Rosa: «Mi niño se llama Jesús porque me ha salvado»

Con la voz entrecortada por la emoción, Rosa afirma que «mi niño se llama Jesús porque me ha salvado». Rosa, su esposo y sus dos hijos de 14 y 10 años viven en la barriada Cruz Verde, en Málaga. Tenían un bar y las cosas empezaron a ir mal, hasta el punto de tener que cerrarlo por no poder hacer frente a todas las deudas. Rosa cayó en una profunda depresión y comenzó a medicarse sin saber que estaba embarazada de nuevo.
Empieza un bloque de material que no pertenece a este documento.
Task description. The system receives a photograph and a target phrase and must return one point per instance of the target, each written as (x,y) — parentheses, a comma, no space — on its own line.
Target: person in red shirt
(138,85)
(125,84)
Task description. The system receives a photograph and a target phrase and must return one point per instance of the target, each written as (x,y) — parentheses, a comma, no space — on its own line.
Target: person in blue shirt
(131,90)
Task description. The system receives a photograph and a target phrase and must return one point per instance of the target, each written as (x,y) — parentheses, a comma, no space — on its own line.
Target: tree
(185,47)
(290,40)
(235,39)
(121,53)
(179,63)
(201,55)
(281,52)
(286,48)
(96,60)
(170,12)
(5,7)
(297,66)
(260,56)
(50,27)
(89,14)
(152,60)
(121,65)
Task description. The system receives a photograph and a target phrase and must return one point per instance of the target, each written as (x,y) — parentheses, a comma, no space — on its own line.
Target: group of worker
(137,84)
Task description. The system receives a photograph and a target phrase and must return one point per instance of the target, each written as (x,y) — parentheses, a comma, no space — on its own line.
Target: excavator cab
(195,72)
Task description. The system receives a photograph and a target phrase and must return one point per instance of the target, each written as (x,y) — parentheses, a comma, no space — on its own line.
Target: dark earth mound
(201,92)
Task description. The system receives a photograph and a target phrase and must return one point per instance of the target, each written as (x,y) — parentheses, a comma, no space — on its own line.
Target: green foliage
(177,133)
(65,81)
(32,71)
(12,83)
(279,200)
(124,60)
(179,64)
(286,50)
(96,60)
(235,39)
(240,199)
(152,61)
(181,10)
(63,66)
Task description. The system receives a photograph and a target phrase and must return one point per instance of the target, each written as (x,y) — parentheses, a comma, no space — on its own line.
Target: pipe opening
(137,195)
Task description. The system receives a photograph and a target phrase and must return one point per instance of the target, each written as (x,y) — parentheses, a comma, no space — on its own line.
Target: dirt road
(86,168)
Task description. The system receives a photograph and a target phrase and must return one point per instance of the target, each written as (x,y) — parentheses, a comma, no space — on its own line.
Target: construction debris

Su hijo mayor faltó a clase durante una semana y los asistentes sociales de la zona vinieron a casa a recriminar a los padres. Cuando llegaron, se sentaron con Rosa y le hablaron de Red Madre, de Cáritas y de otras instituciones con las que podían ir dando solución a sus problemas.

«Yo no quería abortar, pero no veía ninguna salida. Ahora soy la mujer más feliz del mundo con mis hijos. Toda la vida estaré agradecida a Red Madre, es más, siempre que puedo me acerco a la oficina a ayudar a otras mujeres que se encuentren perdidas como estaba yo; en lo que va de año, ya son más de 150 mujeres las que hemos sido atendidas», afirma Rosa. «Vosotros también podéis colaborar, de muchas formas«, concluye Rosa.